I monitor the www-tag discussion list, but more than half of it goes right over my head–so I was pleased when a colleague forwarded URNs, Namespaces and Registries to me. Don’t let the 2001 in the URL fool you, it has been updated quite recently. This finding provides an interesting counterpoint to rfc 4452 which I wrote about earlier.

Essentially the authors go about examining the reasons why folks want to have URNs (persistence) and info-uris (non-dereferencability) and showing how URIs actually satisfy the requirements of these two communities.

I have to admit, it sure would be nice if (for example) LCCNs and OCLCNUMs resolved using the existing the infrastructure of http and dns. Let’s say I run across an info-uri in a XML document identifying tbl as info:lccn/no9910609. What does that really tell me? Wouldn’t it be nice if instead it was http://lccn.info/no9910609 and I could use my net/http library of choice to fetch tbl’s MADS record? Amusingly Henry Thompson (one of the authors of the finding) is holding http://lccn.info and http://oclcnum.info for ransom :-)

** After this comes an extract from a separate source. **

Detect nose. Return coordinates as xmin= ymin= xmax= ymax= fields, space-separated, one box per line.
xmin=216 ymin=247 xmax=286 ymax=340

Instead, in the case of info-uri, OCLC is tasked with building a registry of these namespaces, and even when this is built the identifiers won’t necessarily be resolvable in any fashion. This is the intent behind info-uris of course–that they need not be resolvable or persistent. But this finding raises some practical issues that are worth taking a look at, which seem to point to the ultimate power of the web-we-already-have.